A property rights system is a trust system. Only and solely trust. Think of a central bank that issues currency. It functions because people trust that the paper they hold carries value they can exchange. A registry of property is exactly the same. It is a Central Bank of information about ownership rights or other rights (leases, usage, etc). The moment people do not trust the formal system, either because it has fettled the registered information, or because the same plot of land or home is registered to multiple owners, or because the information has been used to expropriate plots, people will not furnish the registry system with their information. And when they don’t give this continuous flow of information at the registry, you will have informality. This is a serious consideration. Bear in mind that digitisation of existing information can be a very important and powerful tool once the information is correct over time. Technology applied to an untrusted system produces an untrusted digital system.

Why does this persist even when governments try to fix it?

The answer is almost always the same: governments fix the technical elements. They say, we will use this mapping technique, this surveying technology, this new form. They ought to concentrate on why people don’t trust the state. You depend on people giving you accurate information. If they don’t trust the government collecting it, they will not give you the right information. The technical investment, then, can produce serious challenges, because the data it collects is not reliable.

“You Wake Up In The Morning, And You Don’t Know How To Prepare For Your Day. You Prepare Knowing It’s Going To Be Another Hustle.”

If you had one thing to say to Sri Lanka’s policymakers?
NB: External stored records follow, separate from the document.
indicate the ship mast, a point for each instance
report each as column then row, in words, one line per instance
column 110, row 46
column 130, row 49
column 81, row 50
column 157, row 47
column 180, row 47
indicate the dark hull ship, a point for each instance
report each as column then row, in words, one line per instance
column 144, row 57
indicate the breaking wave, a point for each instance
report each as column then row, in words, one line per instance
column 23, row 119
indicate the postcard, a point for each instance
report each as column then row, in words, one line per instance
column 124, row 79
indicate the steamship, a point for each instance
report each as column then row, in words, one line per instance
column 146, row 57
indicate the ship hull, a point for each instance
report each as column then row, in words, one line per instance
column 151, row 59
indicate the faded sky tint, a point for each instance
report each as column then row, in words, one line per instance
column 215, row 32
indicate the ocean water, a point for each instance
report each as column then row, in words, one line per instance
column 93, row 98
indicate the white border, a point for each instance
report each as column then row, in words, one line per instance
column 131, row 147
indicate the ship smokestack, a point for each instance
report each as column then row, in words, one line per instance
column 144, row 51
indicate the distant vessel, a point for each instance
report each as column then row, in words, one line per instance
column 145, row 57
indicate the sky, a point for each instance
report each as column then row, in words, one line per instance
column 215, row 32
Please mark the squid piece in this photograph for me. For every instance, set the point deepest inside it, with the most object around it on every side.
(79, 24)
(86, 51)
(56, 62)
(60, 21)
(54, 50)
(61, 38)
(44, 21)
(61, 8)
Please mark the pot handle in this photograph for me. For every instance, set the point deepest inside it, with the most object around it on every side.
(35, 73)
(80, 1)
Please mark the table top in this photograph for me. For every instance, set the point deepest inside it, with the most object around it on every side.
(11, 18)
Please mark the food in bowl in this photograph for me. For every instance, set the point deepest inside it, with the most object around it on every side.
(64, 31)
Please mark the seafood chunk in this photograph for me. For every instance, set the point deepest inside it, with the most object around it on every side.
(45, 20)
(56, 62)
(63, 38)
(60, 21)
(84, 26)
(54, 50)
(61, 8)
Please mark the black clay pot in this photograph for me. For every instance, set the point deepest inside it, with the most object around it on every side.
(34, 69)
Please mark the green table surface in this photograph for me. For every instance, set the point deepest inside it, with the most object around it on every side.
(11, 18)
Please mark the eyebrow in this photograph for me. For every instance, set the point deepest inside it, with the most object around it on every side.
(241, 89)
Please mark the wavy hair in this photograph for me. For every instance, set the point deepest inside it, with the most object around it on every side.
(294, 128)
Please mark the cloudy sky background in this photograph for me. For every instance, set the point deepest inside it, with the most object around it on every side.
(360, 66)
Create a trusting economy. That is the strategy. Informality is not a paperwork problem or a registration problem. It is what happens when people do not trust the system enough to participate in it. And that distrust has roots. It does not appear from nowhere. It builds over decades, through systems that were too complicated to navigate, through land that was seized without a legal basis, through registries that were used against people rather than for them. Fix the roots, and you fix the trust. Fix the trust, and you fix informality. Technology and digitisation can be very important elements of the process, but they are not sufficient. A trusting economy that empowers all the factors of production: land, labour, capital, and ideas. You want people to come here not only because your beaches are gorgeous — out of this world, but because they trust that when they put something into this system, the system will protect it. That requires a great deal of design. It requires going back to exactly where the system broke. But there is no shortcut around it.

“Informality Is Not A Paperwork Problem Or A Registration Problem. It Is What Happens When People Do Not Trust The System Enough To Participate In It. And That Distrust Has Roots. It Does Not Appear From Nowhere. It Builds Over Decades, Through Systems That Were Too Complicated To Navigate, Through Land That Was Seized Without A Legal Basis, Through Registries That Were Used Against People Rather Than For Them.”

Why Land Titles Matter For Informal Workers

Sri Lanka’s land ownership deeds system, inherited from the British who introduced it in 1863, has a fundamental flaw. As Dhananath Fernando, Chief Executive of the Advocata Institute, a Colombo-based economic policy think tank, wrote in The Morning in 2025, “a deed records the history of a land transaction but does not guarantee ownership. Multiple deeds can exist for the same plot, leaving ownership contested.” A title, by contrast, he notes, “is conclusive proof ” that “cannot be disputed once registered, and gives families and businesses the security to invest, sell, or borrow against it.”

To fix this, the government launched Bim Saviya in 1998, a programme to replace deeds with state-backed titles. Nearly three decades later, Fernando notes, out of 16 million land parcels, just over a million titles have been issued. At the current pace of around 50,000 per year, he writes, “the process will take 300 years.” By then, he says, “the world will have moved on, but Sri Lankans will still be queuing at banks, waiting months for loan approvals while surveyors sift through deed histories stretching back three decades.”